In the United States it is estimated that over 207,000 women were diagnosed with breast cancer, and nearly 40,000 women died of the disease in 2010 (NIH-SEER database). Mortality from breast cancer is almost always attributed to the distant spread of disease to multiple organ sites, thus precluding surgical cure. Unfortunately, conventional chemotherapy also fails to eradicate most human cancers, including aggressive breast cancers, once they have spread to distant metastatic sites. Most troubling is that even early detection of some aggressive breast cancers, which appear to be small and confined to the breast parenchyma at diagnosis, does not guarantee a cure, since distant metastasis may occur early in these aggressive tumor types.

Breast cancers that lack expression of the ERBB2, estrogen and progesterone receptors, so-called "triple-negative" breast cancers (TNBC), represent the tumor type with the poorest outcome and for which no targeted agents are currently available. Poor outcome of patients with TNBC is likely due to at least two features: (1) TNBCs divide rapidly and have aggressive features and often cause early tumor metastasis. These aggressive tumors have been shown to have stem cell-like features, which likely contribute to their early dissemination to distant sires within the body and their ability to take root at these distant sites to form metastatic cancers. (2) Clear biomarkers and targeted therapies for TNBC are thus far lacking, indicating that new approaches are urgently needed against this aggressive tumor type.

Multiple clinical studies have also identified TNBC as occurring far more frequently in African-American and in Hispanic women than in white American women. Breast cancer mortality rates are also higher among African-American women, suggesting that a later stage at diagnosis, diminished access to healthcare, and the more frequent occurrence of aggressive TNBC result in worse outcome. This proposal seeks to target this health disparity by identifying novel targeted therapeutics that will have utility in the aggressive TNBC tumor sub-type.

A major advance over the past decade has been the use of gene expression analysis to both define different types of breast cancer as well as to predict clinical outcome. Our laboratory, as well as a few others, has identified a strong connection between overexpression of the MYC cancer gene with receptor TNBC in patient samples. Unfortunately, because of its function as a transcription factor, no drug-like small molecule inhibitors that directly inhibit MYC function are currently available for clinical study. Key challenges are to identify new therapeutic strategies, termed synthetic-lethal approaches, that will allow selective killing of aggressive breast cancers for which MYC is overexpressed.

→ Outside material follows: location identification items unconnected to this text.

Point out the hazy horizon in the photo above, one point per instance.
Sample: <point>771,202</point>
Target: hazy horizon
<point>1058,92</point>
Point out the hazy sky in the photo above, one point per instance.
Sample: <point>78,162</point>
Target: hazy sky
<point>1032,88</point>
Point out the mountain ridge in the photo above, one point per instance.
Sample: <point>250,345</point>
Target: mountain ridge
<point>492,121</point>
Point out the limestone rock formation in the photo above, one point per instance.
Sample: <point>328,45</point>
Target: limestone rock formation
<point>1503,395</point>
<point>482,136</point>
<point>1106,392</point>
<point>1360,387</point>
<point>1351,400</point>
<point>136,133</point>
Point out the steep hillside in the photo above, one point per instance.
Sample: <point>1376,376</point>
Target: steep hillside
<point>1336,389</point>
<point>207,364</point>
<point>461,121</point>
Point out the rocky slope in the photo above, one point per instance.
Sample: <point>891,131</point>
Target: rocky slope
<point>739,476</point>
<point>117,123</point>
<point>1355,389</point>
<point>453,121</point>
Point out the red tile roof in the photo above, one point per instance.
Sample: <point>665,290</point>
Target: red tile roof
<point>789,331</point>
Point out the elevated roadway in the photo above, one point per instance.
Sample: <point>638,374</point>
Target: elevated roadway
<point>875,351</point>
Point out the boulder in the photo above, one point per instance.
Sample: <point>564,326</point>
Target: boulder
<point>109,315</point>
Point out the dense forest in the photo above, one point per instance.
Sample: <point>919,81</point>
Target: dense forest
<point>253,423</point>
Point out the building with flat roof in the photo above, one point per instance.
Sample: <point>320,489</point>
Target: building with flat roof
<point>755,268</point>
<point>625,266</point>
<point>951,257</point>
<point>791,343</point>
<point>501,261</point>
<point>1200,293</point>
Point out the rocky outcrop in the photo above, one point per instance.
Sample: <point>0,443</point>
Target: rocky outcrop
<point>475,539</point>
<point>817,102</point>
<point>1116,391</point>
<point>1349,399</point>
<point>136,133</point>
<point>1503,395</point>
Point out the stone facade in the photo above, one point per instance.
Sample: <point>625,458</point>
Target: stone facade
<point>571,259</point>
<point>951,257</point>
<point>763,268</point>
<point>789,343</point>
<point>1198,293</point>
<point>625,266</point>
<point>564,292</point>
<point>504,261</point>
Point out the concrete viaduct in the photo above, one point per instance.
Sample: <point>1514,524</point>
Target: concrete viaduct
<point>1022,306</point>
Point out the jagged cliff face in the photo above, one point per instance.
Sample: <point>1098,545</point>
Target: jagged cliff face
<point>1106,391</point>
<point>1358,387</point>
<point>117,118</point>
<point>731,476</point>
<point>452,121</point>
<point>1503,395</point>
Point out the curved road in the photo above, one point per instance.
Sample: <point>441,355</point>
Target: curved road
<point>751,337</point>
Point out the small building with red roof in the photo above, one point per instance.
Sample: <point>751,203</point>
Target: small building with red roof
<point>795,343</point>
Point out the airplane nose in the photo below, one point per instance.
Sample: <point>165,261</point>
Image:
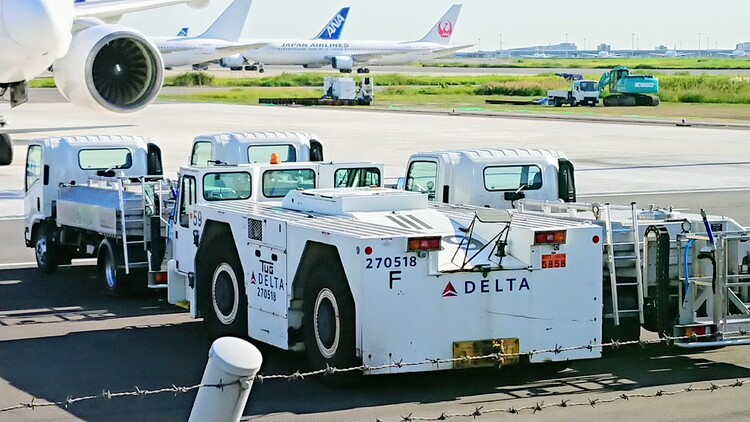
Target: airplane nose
<point>37,23</point>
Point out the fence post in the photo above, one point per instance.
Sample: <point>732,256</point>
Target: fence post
<point>230,361</point>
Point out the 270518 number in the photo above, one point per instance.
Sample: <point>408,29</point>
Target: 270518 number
<point>391,262</point>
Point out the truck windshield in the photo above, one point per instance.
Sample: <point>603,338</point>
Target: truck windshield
<point>589,86</point>
<point>105,159</point>
<point>262,153</point>
<point>227,186</point>
<point>356,177</point>
<point>528,177</point>
<point>277,183</point>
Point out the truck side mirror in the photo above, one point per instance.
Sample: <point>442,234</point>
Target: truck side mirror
<point>6,150</point>
<point>514,196</point>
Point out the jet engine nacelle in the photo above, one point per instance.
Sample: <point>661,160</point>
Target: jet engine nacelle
<point>110,67</point>
<point>342,62</point>
<point>232,61</point>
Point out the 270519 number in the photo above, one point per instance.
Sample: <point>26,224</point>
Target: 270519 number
<point>391,262</point>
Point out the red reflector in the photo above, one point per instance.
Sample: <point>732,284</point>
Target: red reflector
<point>423,244</point>
<point>549,237</point>
<point>698,331</point>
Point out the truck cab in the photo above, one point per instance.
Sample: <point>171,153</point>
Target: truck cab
<point>69,161</point>
<point>492,177</point>
<point>254,147</point>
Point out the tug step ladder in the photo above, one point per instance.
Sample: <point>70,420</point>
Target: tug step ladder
<point>612,256</point>
<point>129,219</point>
<point>723,292</point>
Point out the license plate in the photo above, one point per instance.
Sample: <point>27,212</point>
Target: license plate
<point>557,260</point>
<point>509,347</point>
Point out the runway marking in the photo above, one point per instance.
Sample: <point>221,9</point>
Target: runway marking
<point>18,265</point>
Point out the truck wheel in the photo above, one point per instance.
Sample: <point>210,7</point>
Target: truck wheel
<point>45,251</point>
<point>329,322</point>
<point>225,298</point>
<point>111,277</point>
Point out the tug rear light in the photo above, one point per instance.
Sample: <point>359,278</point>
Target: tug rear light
<point>423,244</point>
<point>549,237</point>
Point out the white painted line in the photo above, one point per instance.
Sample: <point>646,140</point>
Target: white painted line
<point>18,265</point>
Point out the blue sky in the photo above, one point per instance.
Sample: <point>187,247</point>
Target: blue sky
<point>521,23</point>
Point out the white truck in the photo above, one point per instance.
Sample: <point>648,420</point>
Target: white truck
<point>379,276</point>
<point>543,182</point>
<point>254,147</point>
<point>583,92</point>
<point>105,197</point>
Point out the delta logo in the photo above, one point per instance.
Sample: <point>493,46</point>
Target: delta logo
<point>449,291</point>
<point>445,29</point>
<point>485,286</point>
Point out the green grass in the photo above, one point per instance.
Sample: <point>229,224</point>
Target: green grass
<point>678,88</point>
<point>463,99</point>
<point>636,63</point>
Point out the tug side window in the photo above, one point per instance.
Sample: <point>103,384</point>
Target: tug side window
<point>187,198</point>
<point>422,177</point>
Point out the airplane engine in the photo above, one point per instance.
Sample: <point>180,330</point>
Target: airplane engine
<point>233,62</point>
<point>110,67</point>
<point>342,62</point>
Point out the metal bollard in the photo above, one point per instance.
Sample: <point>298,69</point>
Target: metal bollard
<point>230,361</point>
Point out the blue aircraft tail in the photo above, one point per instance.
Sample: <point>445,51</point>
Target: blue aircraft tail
<point>334,27</point>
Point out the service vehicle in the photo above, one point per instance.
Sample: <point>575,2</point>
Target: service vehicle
<point>582,92</point>
<point>543,181</point>
<point>379,276</point>
<point>254,147</point>
<point>105,197</point>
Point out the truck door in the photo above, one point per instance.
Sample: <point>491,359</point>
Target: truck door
<point>185,228</point>
<point>316,150</point>
<point>422,177</point>
<point>566,185</point>
<point>36,176</point>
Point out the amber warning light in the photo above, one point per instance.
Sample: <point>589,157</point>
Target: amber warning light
<point>549,237</point>
<point>423,244</point>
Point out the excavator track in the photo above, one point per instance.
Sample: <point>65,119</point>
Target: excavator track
<point>630,100</point>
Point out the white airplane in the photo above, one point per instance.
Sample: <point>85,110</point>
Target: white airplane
<point>539,56</point>
<point>98,64</point>
<point>734,54</point>
<point>331,31</point>
<point>219,40</point>
<point>345,55</point>
<point>672,53</point>
<point>604,54</point>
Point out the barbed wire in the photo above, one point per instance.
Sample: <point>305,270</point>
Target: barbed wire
<point>330,370</point>
<point>538,407</point>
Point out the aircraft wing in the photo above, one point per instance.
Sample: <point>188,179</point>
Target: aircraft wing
<point>445,51</point>
<point>239,48</point>
<point>227,49</point>
<point>104,9</point>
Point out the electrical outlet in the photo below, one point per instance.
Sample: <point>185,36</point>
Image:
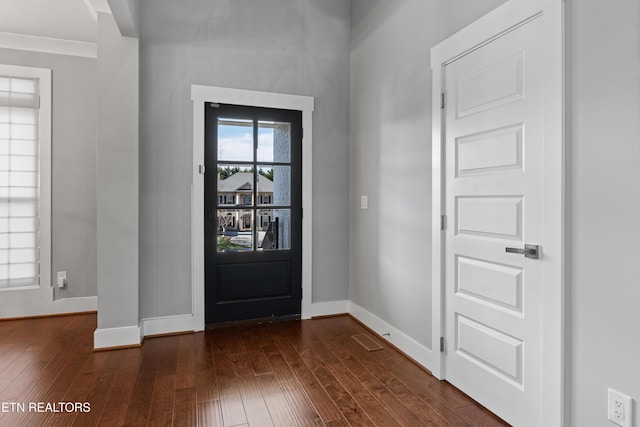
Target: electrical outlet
<point>62,279</point>
<point>364,202</point>
<point>620,408</point>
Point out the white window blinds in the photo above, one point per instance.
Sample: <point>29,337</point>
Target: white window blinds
<point>19,182</point>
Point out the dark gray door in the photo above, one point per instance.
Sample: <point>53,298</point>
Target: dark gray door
<point>253,212</point>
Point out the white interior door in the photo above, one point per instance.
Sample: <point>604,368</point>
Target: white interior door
<point>495,199</point>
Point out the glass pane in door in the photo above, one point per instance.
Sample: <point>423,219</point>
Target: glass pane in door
<point>235,185</point>
<point>274,142</point>
<point>235,140</point>
<point>235,230</point>
<point>274,229</point>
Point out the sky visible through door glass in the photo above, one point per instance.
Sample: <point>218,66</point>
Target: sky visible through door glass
<point>235,141</point>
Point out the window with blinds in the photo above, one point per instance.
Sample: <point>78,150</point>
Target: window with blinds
<point>19,182</point>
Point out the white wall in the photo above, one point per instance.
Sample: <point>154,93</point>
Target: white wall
<point>73,211</point>
<point>298,47</point>
<point>390,149</point>
<point>604,122</point>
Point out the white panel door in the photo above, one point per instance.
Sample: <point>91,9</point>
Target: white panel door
<point>494,167</point>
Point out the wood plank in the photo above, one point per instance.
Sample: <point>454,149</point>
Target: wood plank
<point>162,398</point>
<point>308,373</point>
<point>323,403</point>
<point>184,412</point>
<point>281,413</point>
<point>210,414</point>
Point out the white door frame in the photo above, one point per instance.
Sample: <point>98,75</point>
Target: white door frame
<point>200,95</point>
<point>500,21</point>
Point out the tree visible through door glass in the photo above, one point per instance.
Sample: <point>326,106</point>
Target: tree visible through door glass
<point>254,185</point>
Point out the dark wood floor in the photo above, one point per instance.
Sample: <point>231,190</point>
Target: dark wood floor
<point>275,374</point>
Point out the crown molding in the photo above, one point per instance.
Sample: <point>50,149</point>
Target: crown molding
<point>48,45</point>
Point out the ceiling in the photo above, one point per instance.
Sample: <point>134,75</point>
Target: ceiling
<point>60,19</point>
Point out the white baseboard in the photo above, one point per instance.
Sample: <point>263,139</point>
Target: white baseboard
<point>329,308</point>
<point>404,342</point>
<point>75,305</point>
<point>116,337</point>
<point>27,302</point>
<point>167,325</point>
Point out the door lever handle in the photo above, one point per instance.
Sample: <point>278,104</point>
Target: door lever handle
<point>529,251</point>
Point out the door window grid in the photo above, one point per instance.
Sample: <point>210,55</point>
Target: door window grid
<point>261,163</point>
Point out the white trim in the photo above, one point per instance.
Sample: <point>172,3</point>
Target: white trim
<point>477,34</point>
<point>98,6</point>
<point>329,308</point>
<point>92,10</point>
<point>48,45</point>
<point>404,342</point>
<point>116,337</point>
<point>167,325</point>
<point>35,301</point>
<point>200,95</point>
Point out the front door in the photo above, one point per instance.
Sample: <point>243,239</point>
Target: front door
<point>253,212</point>
<point>495,198</point>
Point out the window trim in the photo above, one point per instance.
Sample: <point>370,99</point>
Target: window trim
<point>44,158</point>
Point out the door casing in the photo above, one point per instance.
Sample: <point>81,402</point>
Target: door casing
<point>199,96</point>
<point>491,26</point>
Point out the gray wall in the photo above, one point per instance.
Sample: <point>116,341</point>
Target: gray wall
<point>290,46</point>
<point>391,156</point>
<point>390,148</point>
<point>117,177</point>
<point>73,141</point>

This project will take a multipronged approach to identify new therapeutic targets in MYC-driven TNBC against which new treatments can be developed. The proposed studies will incorporate gene expression data from patient tumor samples, functional studies using breast epithelial cells in which the expression of the MYC gene can be regulated, as well as transgenic mouse models of breast cancer in which MYC expression can be temporally controlled. We will investigate several pathways including tumor metabolism, small RNAs and tumor stem cells to identify new therapeutic targets against TNBCs. If successful, we anticipate that the new targets for therapy identified in these basic studies will begin clinical testing within the next 3-5 years.